More evidence of the difference in the density profiles at the separatrix can be found when computing the fall-off lengths $\lambda_{\rm n_e}$ and $\lambda_{\rm p_e}$ , see table 1, using the method described in [30], taking Thomson scattering data in the near SOL. Comparing the 3 phases, the density fall-off length is reduced by more than a factor of 2, while the fall-off length of the pressure profile only changes by around $20\%$ .

Table 1. Fall-off lengths of electron density and electron pressure at the separatrix.

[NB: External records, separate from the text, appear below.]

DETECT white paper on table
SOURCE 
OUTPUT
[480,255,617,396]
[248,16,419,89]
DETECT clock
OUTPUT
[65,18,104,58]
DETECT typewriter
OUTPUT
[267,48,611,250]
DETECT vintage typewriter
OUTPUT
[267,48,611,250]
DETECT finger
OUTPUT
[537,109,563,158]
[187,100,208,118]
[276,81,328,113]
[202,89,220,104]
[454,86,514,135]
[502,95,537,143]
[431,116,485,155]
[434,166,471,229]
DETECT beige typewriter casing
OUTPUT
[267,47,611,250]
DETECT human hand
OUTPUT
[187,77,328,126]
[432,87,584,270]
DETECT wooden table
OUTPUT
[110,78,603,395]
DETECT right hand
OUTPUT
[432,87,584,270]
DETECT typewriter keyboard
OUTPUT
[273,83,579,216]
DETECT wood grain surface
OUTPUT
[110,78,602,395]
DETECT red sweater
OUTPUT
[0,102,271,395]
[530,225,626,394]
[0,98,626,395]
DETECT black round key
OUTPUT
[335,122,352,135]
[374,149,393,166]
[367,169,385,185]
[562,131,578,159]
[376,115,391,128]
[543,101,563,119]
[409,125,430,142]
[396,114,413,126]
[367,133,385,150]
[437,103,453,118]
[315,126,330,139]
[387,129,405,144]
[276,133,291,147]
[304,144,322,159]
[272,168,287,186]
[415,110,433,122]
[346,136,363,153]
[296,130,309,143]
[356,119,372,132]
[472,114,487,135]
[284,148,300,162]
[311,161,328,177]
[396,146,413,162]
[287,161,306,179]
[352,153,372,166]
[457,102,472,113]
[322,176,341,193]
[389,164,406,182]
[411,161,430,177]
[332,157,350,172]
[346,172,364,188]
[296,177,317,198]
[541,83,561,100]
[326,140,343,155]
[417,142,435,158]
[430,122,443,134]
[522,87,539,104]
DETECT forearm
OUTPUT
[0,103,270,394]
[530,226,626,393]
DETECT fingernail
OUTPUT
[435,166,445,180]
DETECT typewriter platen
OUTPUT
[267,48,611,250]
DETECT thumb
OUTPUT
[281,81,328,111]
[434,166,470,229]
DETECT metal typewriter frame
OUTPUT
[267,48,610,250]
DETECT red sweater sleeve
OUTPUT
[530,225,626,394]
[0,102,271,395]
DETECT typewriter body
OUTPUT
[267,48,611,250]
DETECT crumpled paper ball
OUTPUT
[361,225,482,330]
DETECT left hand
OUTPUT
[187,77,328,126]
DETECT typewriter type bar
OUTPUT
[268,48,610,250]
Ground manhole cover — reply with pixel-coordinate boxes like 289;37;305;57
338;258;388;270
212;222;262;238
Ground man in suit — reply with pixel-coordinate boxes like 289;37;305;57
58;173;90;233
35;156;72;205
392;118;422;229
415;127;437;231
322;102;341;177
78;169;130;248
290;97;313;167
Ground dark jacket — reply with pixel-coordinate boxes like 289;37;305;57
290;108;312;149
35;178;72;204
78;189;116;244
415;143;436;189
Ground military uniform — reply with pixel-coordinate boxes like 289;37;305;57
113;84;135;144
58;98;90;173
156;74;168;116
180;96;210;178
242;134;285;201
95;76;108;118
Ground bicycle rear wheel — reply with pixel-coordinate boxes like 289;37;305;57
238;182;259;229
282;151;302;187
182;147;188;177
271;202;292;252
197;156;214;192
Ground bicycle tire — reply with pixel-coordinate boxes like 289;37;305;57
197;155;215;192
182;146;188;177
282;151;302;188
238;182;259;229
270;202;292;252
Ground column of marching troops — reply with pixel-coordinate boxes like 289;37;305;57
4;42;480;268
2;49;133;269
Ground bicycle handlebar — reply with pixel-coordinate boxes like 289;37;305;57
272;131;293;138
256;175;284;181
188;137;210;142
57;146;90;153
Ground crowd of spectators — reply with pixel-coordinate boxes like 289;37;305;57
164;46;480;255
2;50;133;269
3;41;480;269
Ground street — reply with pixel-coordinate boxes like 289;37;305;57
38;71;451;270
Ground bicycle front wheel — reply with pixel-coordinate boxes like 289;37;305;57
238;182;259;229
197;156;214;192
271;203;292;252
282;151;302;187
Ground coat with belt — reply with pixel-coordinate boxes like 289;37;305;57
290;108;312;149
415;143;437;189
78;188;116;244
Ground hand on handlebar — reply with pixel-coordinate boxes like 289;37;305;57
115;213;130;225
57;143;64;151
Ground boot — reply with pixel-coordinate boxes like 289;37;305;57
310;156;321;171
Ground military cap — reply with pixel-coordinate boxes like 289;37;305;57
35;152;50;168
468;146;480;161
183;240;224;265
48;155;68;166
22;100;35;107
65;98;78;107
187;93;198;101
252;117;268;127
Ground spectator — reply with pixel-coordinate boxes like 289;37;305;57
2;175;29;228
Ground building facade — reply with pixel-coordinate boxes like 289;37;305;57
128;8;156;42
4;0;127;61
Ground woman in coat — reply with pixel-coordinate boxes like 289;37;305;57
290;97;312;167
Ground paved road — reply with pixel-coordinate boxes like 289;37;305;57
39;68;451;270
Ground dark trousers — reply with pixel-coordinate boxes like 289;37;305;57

Time (s) Dominant ELM type $\lambda_{\rm n_e}$ (mm) $\lambda_{\rm p_e}$ (mm)
3.5 Small 45 12
4.5 Mixed 35 11
5.5 Large 20 9

Figures 4(a)(c) shows the outer divertor current together with the stored energy (figures 4(d)(f)) for the three different phases indicating the respective ELM behaviour. Keeping the color code, figure 4(a) shows the purely gas fuelled phase in red. Some larger events with divertor current amplitudes in the range of 10–20 kA are visible with losses in WMHD of  <6%, but in between the small high frequency ELMs exhibit an amplitude of  ∼5 kA (indicated by two black lines in figure 4(a)) of the divertor current. Type-I ELMs become larger as the gas puff is reduced (figure 4(b)) or completely switched off (figure 4(c)) with losses in WMHD reaching up to 10% and at the same time the fluctuations between type-I ELMs decrease in amplitude to  ∼2 kA. No strict correlation between the pellet injection time, indicated in light blue, and the appearance of a large type-I ELM can be seen in this discharge. Some ELMs could be directly triggered by a pellet, others are clearly not triggered. This is in agreement with previous findings [31] that at high collisionalities a so-called lag time is observed, i.e. a time after an ELM in which a pellet is not able to trigger an ELM.

Figure 4.

Figure 4. Divertor current (a)–(c) and stored energy WMHD (d)–(f) of the three different time windows defined in figure 2, comparing gas (red), gas+pellet (blue) and pellet only (black), fuelling. The pellet arrival in (b), (c), (e) and (f) is indicated by light blue lines.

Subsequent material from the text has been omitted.